WELCOME TO SACRAMENTO….Back in the dog days of September, here was Arnold Schwarzenegger’s proposal for solving California’s fiscal crisis:

Here is my plan: audit everything, open the books, and then we end the crazy deficit spending.

Well, time passed, and ending our “crazy deficit spending” eventually receded into the background. In fact, Arnold’s plan these days is to continue our crazy deficit spending by passing a gigantic $20 billion bond measure next March that will get us through the following year. It’s sort of an Enron-style bid to put off the bad news just a little while longer in the desperate hope that somehow things will get better before the whole scheme completely unravels and people end up in jail ? or, worse, recalled.

But it turns out there’s a problem: things aren’t going to get better, and Arnold’s bond measure doesn’t solve anything. As the chart on the right shows, California has an estimated $15 billion deficit in 2004-05, but it also has the same deficit in 05-06, 06-07, 07-08, and 08-09. A bond measure solves precisely nothing.

(For all the chart geeks out there, “VLF Backfill Restoration” is lege-speak for the car tax. Since Arnold has promised to reduce it, it adds about $4 billion to the deficit, which is the part shown in pink.)

This chart comes courtesy of California legislative analyst Elizabeth Hill, who is nonpartisan, widely respected ? and, as nearly as I can tell, universally ignored. But the LAO’s numbers are almost certainly correct, and they’re based on a reasonably optimistic view of the state economy over the next few years.
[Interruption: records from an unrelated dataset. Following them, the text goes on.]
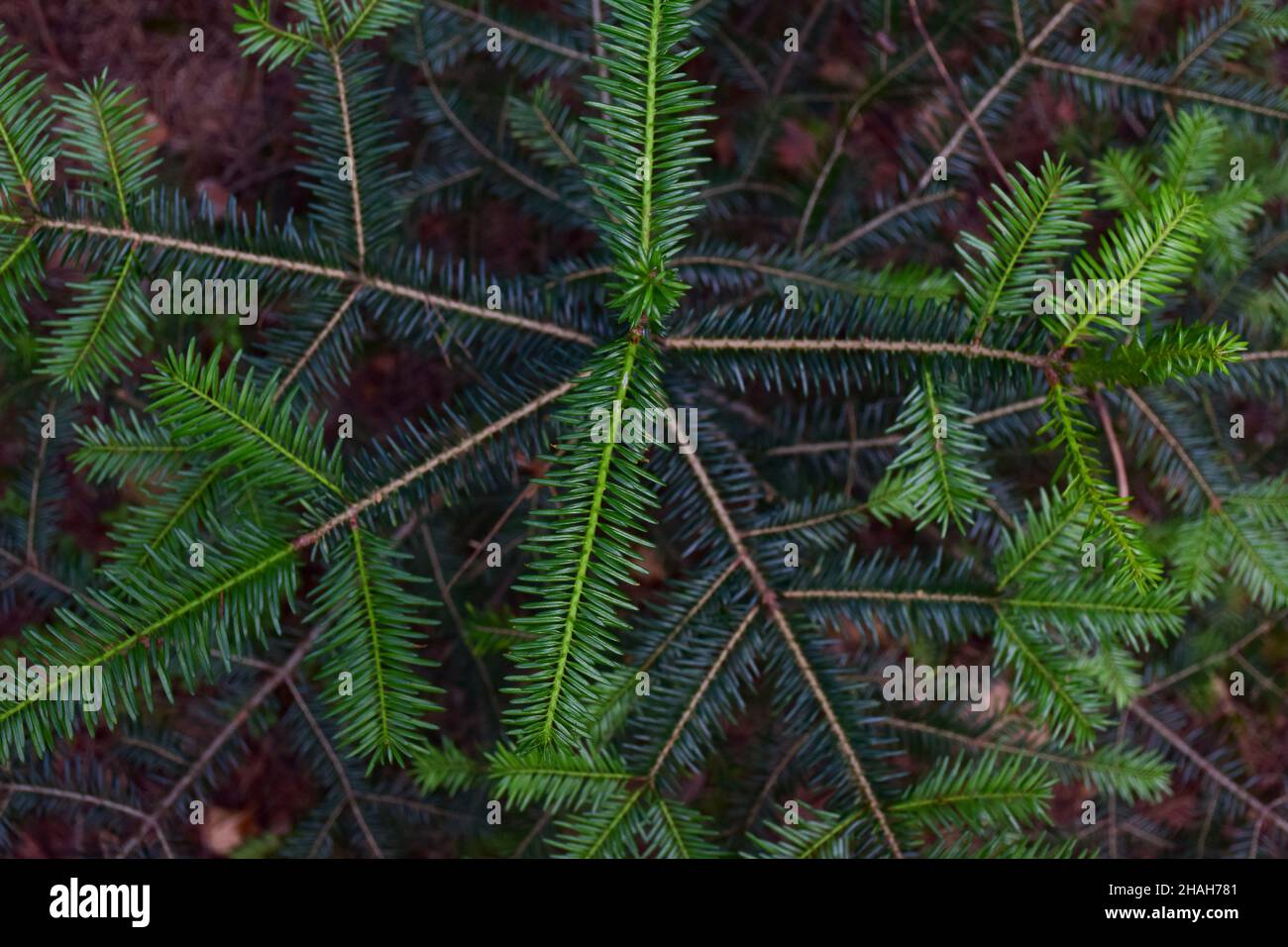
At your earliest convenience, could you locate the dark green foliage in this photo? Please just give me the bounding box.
[0,0,1288,858]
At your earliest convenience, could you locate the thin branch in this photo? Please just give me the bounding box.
[1124,388,1221,511]
[293,381,572,549]
[120,626,322,858]
[1129,703,1288,832]
[331,49,368,271]
[1029,56,1288,120]
[909,0,1006,180]
[273,286,362,402]
[684,451,903,858]
[664,335,1048,368]
[35,218,595,347]
[819,191,961,257]
[1091,385,1130,500]
[283,675,385,858]
[648,605,760,785]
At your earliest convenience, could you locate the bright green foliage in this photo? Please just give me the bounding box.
[308,528,441,767]
[889,372,988,530]
[0,0,1288,858]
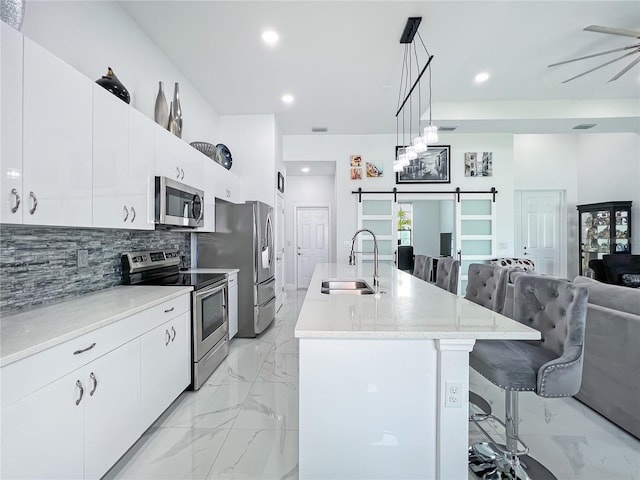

So what’s going to happen? I had dinner with retired blogger Ann Salisbury and Armed Liberal on Saturday, and my (tentative) prediction was that Arnold would end up resorting to the oldest trick in the book: after being elected, he would declare that his research had shown that the problem is even worse than he imagined ? probably because Gray Davis was deliberately hiding it ? so he has no choice but to raise taxes.

Indeed, he seems to be preparing the ground already. Here is incoming Finance Director Donna Arduin, who was in charge of the “audit”:

“We knew that this was going to be bad, but in fact it’s staggering,” said Arduin, a budget expert brought in from Florida by Schwarzenegger.

….After he takes office Monday, Schwarzenegger is expected to call a special session of the Legislature….Republican consultant Dan Schnur said the session appeared to have been orchestrated to prepare the public for the potentially unpopular budget solutions that Schwarzenegger would be forced to present in the coming days.

“Think of it as shock therapy,” Schnur said. “This is the way you set the stage for a difficult set of proposals. The first step is to make clear how dire the situation really is.”

It’s obvious that we can’t keep borrowing for five years, and a variety of state, federal, and judicial mandates limit how much we can cut spending. We can make some cuts, but every analysis I’ve seen indicates that it’s legally impossible to cut $15 billion.

So that leaves one choice: raise taxes. The only question is, how long will it be before Arnold fesses up?

Today is inauguration day and the clock starts ticking at noon. Welcome to Sacramento, Arnold.